Is a Core Institute Member and Director of the Stanley Center for Psychiatric Research at the Broad Institute of Harvard and MIT
The Center conducts global, large-scale genetics studies and neurobiological investigations to identify biomarkers and promising therapeutic targets. He is also a Harvard University Distinguished Service Professor of Stem Cell and Regenerative Biology. Dr. Hyman is the former Harvard University Provost and past director of the National Institute of Mental Health, where he led funding for neuroscience and emerging genomic technologies.
The timing of the appointment of this Advisory Board reflects the state of the science. We’ve known far longer about the mutations in MECP2 that lead to Rett Syndrome than we’ve had ways of treating children who’ve developed the disorder. What’s happened in the last five years, however, are important advances in treating genetic disease. As with any truly novel approach to treatment, the gene therapies currently in late stage development or clinical use need close observation and iterative improvement.
We spent our first meeting prioritizing a list of promising approaches to the treatment of Rett Syndrome prepared by Monica Coenraads and colleagues. While much remains to be accomplished, this prioritized list is exciting; we all see actionable paths forward.
We recognize the needs of children with Rett Syndrome and their families today but must ensure that therapies will be safe and truly effective. The necessary steps to achieve these goals include laboratory development of the chosen therapy, developing efficient ways to optimize it for different mutations associated with Rett Syndrome, selecting an effective way to deliver the therapy into the nervous system—to the right cells at the right concentrations—and then, with a coalition that includes partners in industry, design and conduct clinical trials that have measurable, convincing endpoints. This is a significant ‘to do’ list, but each step is now precedented; for the first time in history there is a ‘playbook’.
What would you say about the role of families in these efforts?
It is always important that families are real partners in such efforts. For example, families should have a role in the clinical trials, not only for purposes of recruitment, but also design. In my experience, families are critical partners in the selection of meaningful endpoints. Assuming success, families also must have a voice in ensuring access to effective therapies.
In my long career, I’ve interacted with many parent organizations, and see the Rett Syndrome Research Trust as well-run and very effectively focused on advancing the science toward therapeutics. I have had the privilege of knowing Monica Coenraads (RSRT’s Chief Executive Officer), from the time I was director of NIMH in the 1990’s and have known Dr.
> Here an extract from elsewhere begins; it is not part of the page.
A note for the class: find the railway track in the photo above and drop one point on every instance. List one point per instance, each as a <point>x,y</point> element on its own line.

Randy Carpenter (RSRT’s Chief Medical Officer) almost as long. I am pleased to serve on the Translational Medicine Advisory Board not only because of the great unmet clinical need, but also because I am confident that our advice will be put to good use.
The Rett Syndrome Research Trust established its Translational Medicine Advisory Board to provide new strategic direction for its CURE 360 agenda and open new avenues of innovative research that can be applied to Rett Syndrome. CURE 360 is an initiative that focuses on six approaches that attack the disorder at its genetic core.
“The Translational Medicine Advisory Board will help us focus our resources on the most promising areas of research, facilitate introductions to scientists and biopharma companies working on impactful new therapeutic approaches and technologies, and bring us closer to a cure,” said Monica Coenraads, CEO and founder of the Rett Syndrome Research Trust. “They, along with the generous support of Rett families, is helping to make this progress a reality,”
“We are very grateful that these distinguished leaders have joined us. They share our passion and urgency and are dedicated to working with us to advance the development of therapeutics targeting the root cause of Rett Syndrome,” said Dr. Randy Carpenter, Chief Medical Officer of the Rett Syndrome Research Trust.